SK Hynix Breaks Ground on World's Largest HBM Packaging Plant With $13 Billion Investment
SK Hynix has commenced construction on its P&T7 (Packaging & Testing 7) facility in Cheongju, South Korea — a 19 trillion won ($12.9 billion) advanced packaging plant that will become the largest HBM assembly and test facility in the world upon completion. Spanning approximately 231,000 square meters, P&T7 dwarfs SK Hynix's existing $3.9 billion Indiana packaging site (39,948 sqm) by a factor of nearly six. Full operations are targeted by end of 2027, with equipment orders already placed as of February 2026.

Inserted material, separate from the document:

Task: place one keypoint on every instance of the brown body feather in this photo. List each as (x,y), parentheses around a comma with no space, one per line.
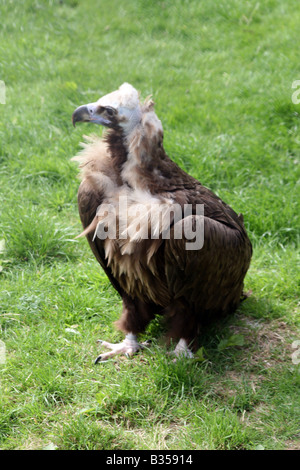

The facility will specialize in 2.5D advanced packaging with through-silicon vias (TSVs), the stacking technology at the heart of HBM production. P&T7 will operate in physical and logistical integration with the adjacent M15X memory fab, creating an end-to-end HBM production campus. SK Hynix projects this is the worst HBM supply shortage on record, with demand from AI accelerator vendors — led by NVIDIA's Blackwell and Vera Rubin platforms — outpacing production capacity. The company currently supplies more than 50% of global HBM and is projecting HBM demand will grow at a 33% CAGR from 2025 to 2030.
The investment underscores the strategic importance of advanced packaging as a bottleneck in the AI semiconductor supply chain. Unlike logic wafer fabrication — where TSMC and Samsung are the gatekeepers — HBM packaging requires specialized TSV bonding infrastructure that takes years to build and qualify. SK Hynix's Cheongju campus will run HBM4 and future HBM4E production for clients including NVIDIA, AMD, and potentially Google TPU. TrendForce notes that the P&T7 ramp, combined with SK Hynix's existing capacity, positions the company to supply approximately 60% of global HBM output by 2028 — a dominance that could prove strategically critical if geopolitical tensions around Taiwan escalate.